Ciasto z mąki żytniej nie musi być zbyt długo wyrabiane. Wystarczy je dobrze wymieszać, żeby nie było grudek, trochę wyrobić i odstawiamy je na jakieś 15-20 minut, żeby sobie odpoczęło. Tutaj warto zaznaczyć, że ilość wody w przepisie wpływa na pulchność chleba. Jak ktoś lubi zbity chleb może dać dwa razy mniej wody. Bardziej puszysty,tak jak w przepisie- 400g. Robiłam i jeden i drugi, oba smaczne, ale jest różnica
Po tych 15-20 minutach wyrabiamy ciasto krótko raz jeszcze. Blaszkę wykładamy papierem do pieczenia. Ja jeszcze posypuję ją mąką żytnią i otrębami owsianymi. Po upieczeniu ładnie wyglądają na spodzie chleba. Wykładamy ciasto i wyrównujemy łyżką zwilżoną wodą. Górę chleba zwilżamy wodą. Można też go ponacinać. Potem, wieczorem albo dopiero po wyrośnięciu, posypuję chleb siemieniem/ makiem itp.
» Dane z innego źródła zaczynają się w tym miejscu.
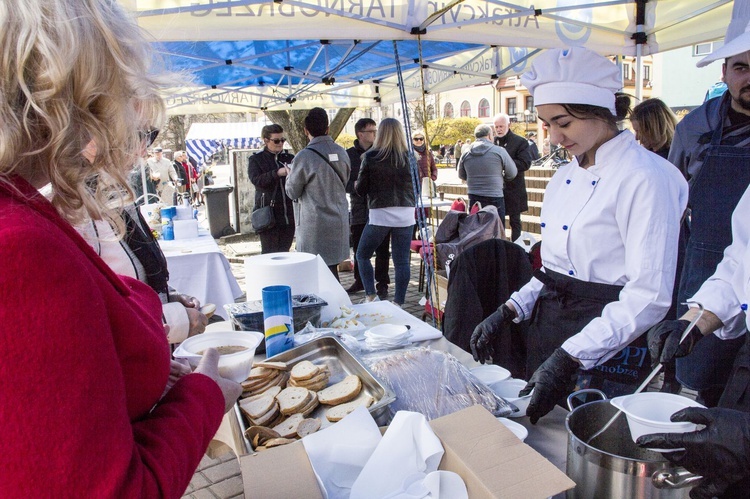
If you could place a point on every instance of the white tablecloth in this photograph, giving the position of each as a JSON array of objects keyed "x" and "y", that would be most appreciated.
[{"x": 197, "y": 267}]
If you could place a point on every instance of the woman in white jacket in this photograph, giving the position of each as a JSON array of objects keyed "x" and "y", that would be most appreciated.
[{"x": 610, "y": 224}]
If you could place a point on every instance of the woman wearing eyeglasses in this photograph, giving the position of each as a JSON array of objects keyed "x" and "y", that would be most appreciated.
[
  {"x": 268, "y": 170},
  {"x": 426, "y": 160}
]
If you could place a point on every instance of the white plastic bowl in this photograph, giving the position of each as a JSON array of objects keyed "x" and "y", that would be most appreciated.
[
  {"x": 516, "y": 428},
  {"x": 490, "y": 373},
  {"x": 650, "y": 412},
  {"x": 234, "y": 366},
  {"x": 508, "y": 389}
]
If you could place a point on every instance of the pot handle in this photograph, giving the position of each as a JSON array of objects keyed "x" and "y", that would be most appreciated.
[
  {"x": 577, "y": 394},
  {"x": 674, "y": 479}
]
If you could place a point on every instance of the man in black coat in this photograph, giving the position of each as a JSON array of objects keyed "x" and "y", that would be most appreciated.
[
  {"x": 365, "y": 129},
  {"x": 515, "y": 190}
]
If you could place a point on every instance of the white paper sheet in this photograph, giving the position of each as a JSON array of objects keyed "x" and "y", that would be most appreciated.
[
  {"x": 405, "y": 463},
  {"x": 338, "y": 453}
]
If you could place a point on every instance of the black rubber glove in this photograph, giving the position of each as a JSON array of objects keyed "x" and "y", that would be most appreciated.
[
  {"x": 664, "y": 341},
  {"x": 720, "y": 452},
  {"x": 551, "y": 382},
  {"x": 481, "y": 348}
]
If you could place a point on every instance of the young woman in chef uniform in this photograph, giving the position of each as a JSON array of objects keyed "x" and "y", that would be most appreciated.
[{"x": 610, "y": 224}]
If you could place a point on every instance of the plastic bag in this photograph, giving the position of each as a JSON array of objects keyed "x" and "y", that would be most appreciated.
[{"x": 433, "y": 383}]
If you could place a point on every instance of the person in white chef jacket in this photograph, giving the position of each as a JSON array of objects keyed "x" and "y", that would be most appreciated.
[
  {"x": 610, "y": 223},
  {"x": 720, "y": 452}
]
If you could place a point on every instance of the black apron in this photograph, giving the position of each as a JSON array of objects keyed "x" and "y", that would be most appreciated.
[
  {"x": 564, "y": 307},
  {"x": 714, "y": 194}
]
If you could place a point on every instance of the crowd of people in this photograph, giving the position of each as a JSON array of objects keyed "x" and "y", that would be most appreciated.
[{"x": 638, "y": 230}]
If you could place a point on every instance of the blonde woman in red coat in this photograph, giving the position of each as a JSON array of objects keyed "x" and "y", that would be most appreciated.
[{"x": 92, "y": 405}]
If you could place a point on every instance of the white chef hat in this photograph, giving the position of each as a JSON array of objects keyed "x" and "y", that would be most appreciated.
[
  {"x": 573, "y": 76},
  {"x": 737, "y": 39}
]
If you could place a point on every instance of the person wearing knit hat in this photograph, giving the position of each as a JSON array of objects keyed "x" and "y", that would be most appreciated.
[{"x": 610, "y": 223}]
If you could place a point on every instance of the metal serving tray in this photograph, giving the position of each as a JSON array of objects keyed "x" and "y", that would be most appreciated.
[{"x": 328, "y": 350}]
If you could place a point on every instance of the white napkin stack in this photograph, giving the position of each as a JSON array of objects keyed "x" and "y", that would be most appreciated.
[{"x": 351, "y": 459}]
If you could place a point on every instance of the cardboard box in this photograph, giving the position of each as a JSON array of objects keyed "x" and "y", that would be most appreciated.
[{"x": 491, "y": 460}]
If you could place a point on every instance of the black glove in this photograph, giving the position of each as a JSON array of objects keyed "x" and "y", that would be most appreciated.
[
  {"x": 551, "y": 382},
  {"x": 720, "y": 452},
  {"x": 481, "y": 348},
  {"x": 664, "y": 341}
]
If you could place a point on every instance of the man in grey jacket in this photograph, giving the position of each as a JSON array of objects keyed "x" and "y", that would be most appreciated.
[
  {"x": 317, "y": 184},
  {"x": 485, "y": 167}
]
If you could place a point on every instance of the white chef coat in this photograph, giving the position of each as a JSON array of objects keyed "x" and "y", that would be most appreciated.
[
  {"x": 616, "y": 222},
  {"x": 727, "y": 292}
]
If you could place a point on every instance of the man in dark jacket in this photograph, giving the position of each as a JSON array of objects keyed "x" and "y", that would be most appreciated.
[
  {"x": 267, "y": 170},
  {"x": 515, "y": 190},
  {"x": 365, "y": 129}
]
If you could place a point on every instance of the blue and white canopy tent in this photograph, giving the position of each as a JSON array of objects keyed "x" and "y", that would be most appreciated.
[
  {"x": 255, "y": 54},
  {"x": 266, "y": 54},
  {"x": 204, "y": 139}
]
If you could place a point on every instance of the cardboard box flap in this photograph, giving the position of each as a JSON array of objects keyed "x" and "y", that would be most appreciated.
[
  {"x": 279, "y": 473},
  {"x": 492, "y": 461}
]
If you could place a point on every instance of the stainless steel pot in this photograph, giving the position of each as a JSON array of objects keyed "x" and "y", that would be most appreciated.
[{"x": 616, "y": 467}]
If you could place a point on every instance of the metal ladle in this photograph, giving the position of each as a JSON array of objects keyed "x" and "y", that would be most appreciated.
[{"x": 652, "y": 375}]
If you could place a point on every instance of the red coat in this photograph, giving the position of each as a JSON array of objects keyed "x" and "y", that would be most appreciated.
[{"x": 85, "y": 361}]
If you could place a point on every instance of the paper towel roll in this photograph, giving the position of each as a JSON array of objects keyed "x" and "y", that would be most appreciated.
[
  {"x": 185, "y": 229},
  {"x": 296, "y": 270}
]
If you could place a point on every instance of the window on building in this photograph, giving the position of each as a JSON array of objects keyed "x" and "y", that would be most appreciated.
[
  {"x": 510, "y": 106},
  {"x": 484, "y": 108}
]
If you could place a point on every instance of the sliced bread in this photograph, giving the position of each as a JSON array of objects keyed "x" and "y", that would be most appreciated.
[
  {"x": 254, "y": 408},
  {"x": 292, "y": 399},
  {"x": 288, "y": 427},
  {"x": 341, "y": 392},
  {"x": 279, "y": 366},
  {"x": 304, "y": 370}
]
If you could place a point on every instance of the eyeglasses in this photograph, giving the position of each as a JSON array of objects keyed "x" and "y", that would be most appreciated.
[{"x": 149, "y": 136}]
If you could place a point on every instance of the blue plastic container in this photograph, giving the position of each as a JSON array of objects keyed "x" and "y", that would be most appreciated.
[{"x": 277, "y": 319}]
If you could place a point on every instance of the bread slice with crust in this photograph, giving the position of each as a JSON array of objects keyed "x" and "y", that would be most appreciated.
[
  {"x": 255, "y": 408},
  {"x": 292, "y": 399},
  {"x": 341, "y": 392},
  {"x": 288, "y": 427}
]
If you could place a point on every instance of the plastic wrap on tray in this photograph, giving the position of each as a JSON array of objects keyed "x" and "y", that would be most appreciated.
[{"x": 433, "y": 383}]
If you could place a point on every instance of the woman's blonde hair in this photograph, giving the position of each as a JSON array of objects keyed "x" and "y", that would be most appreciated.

Jeśli do środka dodaję orzechy to proponuję wyłożyć na wierzch orzechy i lekko je docisnąć.
Zostawiamy chleb do wyrośnięcia.
Chleb piekę w temperaturze 180stopni, z temoobiegiem, bez nawilżania powietrza, zmiany temperatur i innych skomplikowanych kombinacji. Chleb jest niezniszczalny
Wydaje się to wszystko skomplikowane, ale nie jest Wymaga odrobiny czasu, ale smak chleba wszystko wynagradza

Fotki (tu akurat chleb o bardziej zbitej konsystencji, mniej wody):








"Jeśli spędzasz zbyt wiele czasu myśląc o czymś, nigdy tego nie dokonasz" (Bruce Lee)

...
Napisał(a)
Zgłoś naruszenie
Początkujący
Szacuny 7 Napisanych postów 3070 Wiek 36 lat Na forum 14 lat Przeczytanych tematów 64241
jeszcze przepis-ciekawostka
Jajka kiszone:
Haha, wiem, brzmi to strasznie Wpadłam na coś takiego w necie i w ogóle zdziwiłam się, że takie cudo istnieje. Podobno jest to potrawa niemiecka, popularna na Śląsku (no właśnie, podobno ). Nazwa brzmi strasznie, ale to tak naprawdę gotowane jajka w zalewie, którą przechodzą, przez co mają ciekawszy posmak.
W oryginalnym przepisie faktycznie stoją dłużej i można je nazwać kiszonymi, ale nie mogłam dotrzeć do takiej receptury:
"Jaja kiszone- jaja na twardo po dokładnym pokruszeniu skorupki (bez jej odrywania), gotowane następnie w osolonej wodzie z dużą ilością kminku, następnie przełożone do naczynia szklanego lub kamionkowego i odstawione do ukiszenia na kilka tygodni, popularna w kuchni berlińskiej zakąska do piwa."
Bałam się zmodyfikować przepisy jakie znalazłam tylko o fakt przetrzymania jajek dłużej,bo obawiam się, że mogłyby same wypełzać z tego słoika, więc moje przechodziły zalewą 2, reszta 3 dni ale kto wie, może w tej soli kisiłyby się dalej i były coraz lepsze

Znalazłam dwa sposoby na zrobienie takich jajek:
A) składniki:
-ok.10jajek (ja upchałam 11 i wszystkie były przykryte zalewą)
-kminek 40g
-woda 1 litr
-sól 1 łyżka
Jajka gotujemy na twardo, odcedzamy i zalewamy zimna wodą - odstawiamy do wystudzenia.
W tym czasie w osobnym garnku zagotowujemy: 1 litr wody, 1 łyżkę (nie łyżeczkę!) soli i 40 g kminku (dużo tego kminku wychodzi , kminek cały, nie mielony).
Pozwalamy aby kminek gotował się przez 15 minut, następnie wystudzamy zalewę.
Zimne jajka dokładnie "obijamy" tak aby skorupka popękała ale nie zdejmujemy jej! Łupinki muszą pozostać. Ale trzeba porządnie je obić, wtedy lepiej wszystkim przejdą
Obite jajka wkładamy do garnka, dopiero teraz odcedzamy wystudzony kminek i zalewamy jajka samą tylko wodą z aromatem kminkowym. Jajka muszą być całe zanurzone w zalewie, nie powinny wystawać ponad wodę. Garnek/naczynie przykrywamy pokrywką i wkładamy do lodówki na 2 dni. Muszą dobrze przesiąknąć aromatem zalewy, białko powinno zmienić kolor na beżowo-brązowy.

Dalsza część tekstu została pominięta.